Гото Денго и Бобби Шафто запираются в женском сортире и выпивают по глотку портвейна из бутылки, которую Гото спер в каком-то разграбленном магазине. Несколько мгновений оба приходят в себя. Гото Денго уже слегка пьян, тем больше восхищения вызывает его бросок.
— Я под завязку накачан амфетамином, — говорит Бобби Шафто. — Силы поддерживает, но ослабляет меткость.
— Я заметил! — говорит Гото Денго. От так отощал и осунулся, что похож не столько на себя, сколько на своего гипотетического недужного дядюшку.
Шафто делает вид, что обиделся, и принимает стойку дзюдо.

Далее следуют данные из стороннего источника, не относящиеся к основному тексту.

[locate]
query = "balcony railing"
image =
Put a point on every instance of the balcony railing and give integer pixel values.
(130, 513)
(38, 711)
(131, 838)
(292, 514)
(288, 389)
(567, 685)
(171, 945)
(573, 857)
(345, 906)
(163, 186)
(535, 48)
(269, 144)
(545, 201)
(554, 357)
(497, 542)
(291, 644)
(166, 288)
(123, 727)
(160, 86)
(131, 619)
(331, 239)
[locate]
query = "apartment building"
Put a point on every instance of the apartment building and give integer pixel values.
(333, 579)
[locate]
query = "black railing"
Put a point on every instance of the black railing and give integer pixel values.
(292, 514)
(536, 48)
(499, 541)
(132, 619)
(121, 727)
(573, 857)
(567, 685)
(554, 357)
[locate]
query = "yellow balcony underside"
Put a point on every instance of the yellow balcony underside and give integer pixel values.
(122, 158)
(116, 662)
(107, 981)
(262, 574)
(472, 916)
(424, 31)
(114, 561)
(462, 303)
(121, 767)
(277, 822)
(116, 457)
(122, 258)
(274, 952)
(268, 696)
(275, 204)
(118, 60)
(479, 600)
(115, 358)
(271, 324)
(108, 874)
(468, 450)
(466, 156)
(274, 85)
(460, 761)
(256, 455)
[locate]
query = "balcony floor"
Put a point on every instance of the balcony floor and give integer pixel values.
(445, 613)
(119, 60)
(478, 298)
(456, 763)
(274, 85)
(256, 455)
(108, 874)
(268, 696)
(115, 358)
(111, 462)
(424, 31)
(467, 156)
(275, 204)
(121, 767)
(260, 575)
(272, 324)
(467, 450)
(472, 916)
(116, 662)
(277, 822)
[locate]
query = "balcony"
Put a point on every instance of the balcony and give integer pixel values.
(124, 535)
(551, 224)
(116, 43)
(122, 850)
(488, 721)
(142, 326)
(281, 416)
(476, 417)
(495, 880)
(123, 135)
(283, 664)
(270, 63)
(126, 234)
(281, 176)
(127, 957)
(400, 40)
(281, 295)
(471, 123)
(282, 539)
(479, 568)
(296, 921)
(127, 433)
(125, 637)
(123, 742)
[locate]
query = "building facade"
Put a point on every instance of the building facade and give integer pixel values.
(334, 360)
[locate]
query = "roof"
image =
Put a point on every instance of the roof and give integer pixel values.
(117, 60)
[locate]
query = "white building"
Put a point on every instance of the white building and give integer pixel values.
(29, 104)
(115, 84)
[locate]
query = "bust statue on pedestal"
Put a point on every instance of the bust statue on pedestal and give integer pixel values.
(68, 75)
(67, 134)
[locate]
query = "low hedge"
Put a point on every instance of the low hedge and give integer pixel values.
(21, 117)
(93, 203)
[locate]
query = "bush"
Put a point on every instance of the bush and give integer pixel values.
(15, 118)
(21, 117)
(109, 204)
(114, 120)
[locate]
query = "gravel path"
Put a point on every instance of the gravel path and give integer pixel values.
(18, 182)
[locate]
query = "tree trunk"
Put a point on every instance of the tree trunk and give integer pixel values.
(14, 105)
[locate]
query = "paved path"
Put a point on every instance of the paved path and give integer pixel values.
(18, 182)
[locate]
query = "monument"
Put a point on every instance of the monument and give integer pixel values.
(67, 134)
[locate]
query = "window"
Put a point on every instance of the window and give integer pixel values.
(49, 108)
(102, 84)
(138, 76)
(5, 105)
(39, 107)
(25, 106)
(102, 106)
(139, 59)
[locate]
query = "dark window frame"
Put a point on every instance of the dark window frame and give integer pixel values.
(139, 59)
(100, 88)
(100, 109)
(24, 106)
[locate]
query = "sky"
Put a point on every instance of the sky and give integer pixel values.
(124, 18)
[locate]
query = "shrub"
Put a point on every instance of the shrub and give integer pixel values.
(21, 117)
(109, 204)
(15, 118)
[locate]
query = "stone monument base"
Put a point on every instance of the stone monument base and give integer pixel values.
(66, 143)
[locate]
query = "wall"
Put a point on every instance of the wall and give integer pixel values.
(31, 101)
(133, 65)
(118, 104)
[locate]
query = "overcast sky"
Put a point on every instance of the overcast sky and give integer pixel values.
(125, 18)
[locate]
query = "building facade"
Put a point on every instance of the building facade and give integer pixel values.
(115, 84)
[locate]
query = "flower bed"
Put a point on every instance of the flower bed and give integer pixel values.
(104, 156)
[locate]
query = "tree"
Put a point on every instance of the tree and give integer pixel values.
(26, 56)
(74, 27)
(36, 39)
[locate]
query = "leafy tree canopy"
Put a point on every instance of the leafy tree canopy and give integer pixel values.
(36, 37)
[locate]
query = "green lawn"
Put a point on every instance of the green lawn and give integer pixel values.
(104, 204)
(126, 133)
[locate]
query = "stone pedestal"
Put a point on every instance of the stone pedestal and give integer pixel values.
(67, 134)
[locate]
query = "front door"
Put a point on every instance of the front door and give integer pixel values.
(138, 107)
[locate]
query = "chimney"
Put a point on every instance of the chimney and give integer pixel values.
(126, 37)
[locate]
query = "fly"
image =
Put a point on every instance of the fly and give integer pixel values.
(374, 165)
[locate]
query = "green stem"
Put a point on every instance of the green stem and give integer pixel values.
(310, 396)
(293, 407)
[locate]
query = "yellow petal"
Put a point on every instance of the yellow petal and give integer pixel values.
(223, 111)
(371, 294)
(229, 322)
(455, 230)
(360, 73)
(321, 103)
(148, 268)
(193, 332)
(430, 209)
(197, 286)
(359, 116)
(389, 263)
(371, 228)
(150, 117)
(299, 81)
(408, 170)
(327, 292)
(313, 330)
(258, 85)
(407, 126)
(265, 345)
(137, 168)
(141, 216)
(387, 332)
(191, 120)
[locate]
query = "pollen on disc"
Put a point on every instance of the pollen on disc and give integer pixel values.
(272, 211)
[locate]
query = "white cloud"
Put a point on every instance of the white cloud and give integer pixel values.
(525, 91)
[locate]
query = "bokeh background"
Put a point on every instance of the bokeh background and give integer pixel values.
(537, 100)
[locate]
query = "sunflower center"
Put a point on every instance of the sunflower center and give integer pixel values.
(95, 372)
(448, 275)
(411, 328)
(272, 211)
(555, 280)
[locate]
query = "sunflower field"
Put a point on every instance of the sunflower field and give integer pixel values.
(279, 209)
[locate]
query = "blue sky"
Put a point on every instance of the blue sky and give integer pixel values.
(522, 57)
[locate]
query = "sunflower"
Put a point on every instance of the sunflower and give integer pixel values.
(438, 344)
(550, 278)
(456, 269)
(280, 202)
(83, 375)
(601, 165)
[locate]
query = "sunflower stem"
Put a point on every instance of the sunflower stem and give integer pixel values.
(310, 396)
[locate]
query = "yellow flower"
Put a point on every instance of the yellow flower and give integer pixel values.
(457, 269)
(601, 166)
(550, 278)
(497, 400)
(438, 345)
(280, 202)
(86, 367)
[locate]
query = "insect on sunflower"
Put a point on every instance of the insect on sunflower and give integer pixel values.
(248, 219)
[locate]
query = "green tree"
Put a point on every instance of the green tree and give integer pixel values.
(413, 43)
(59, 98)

Гото Денго невесело смеется и отмахивается.
— Довольно драк, — говорит он.
Пуля влетает в окно женского туалета и выбивает кратер в фаянсовом унитазе.
— Нам надо составить план, — говорит Шафто.
— План: ты будешь жить, я умру, — отвечает Гото Денго.
— Ну тебя в жопу, — морщится Шафто. — Слушай, неужели вы, идиоты, до сих пор не поняли, что окружены?
— Поняли, — отвечает Гото Денго. — Мы давно это поняли.
— Так сдавайтесь, дураки гребаные! Выбросьте белый флаг и отправляйтесь по домам.
— Это не в японском обычае.
— Так придумайте на хрен другой обычай! Пораскиньте своими гребаными мозгами!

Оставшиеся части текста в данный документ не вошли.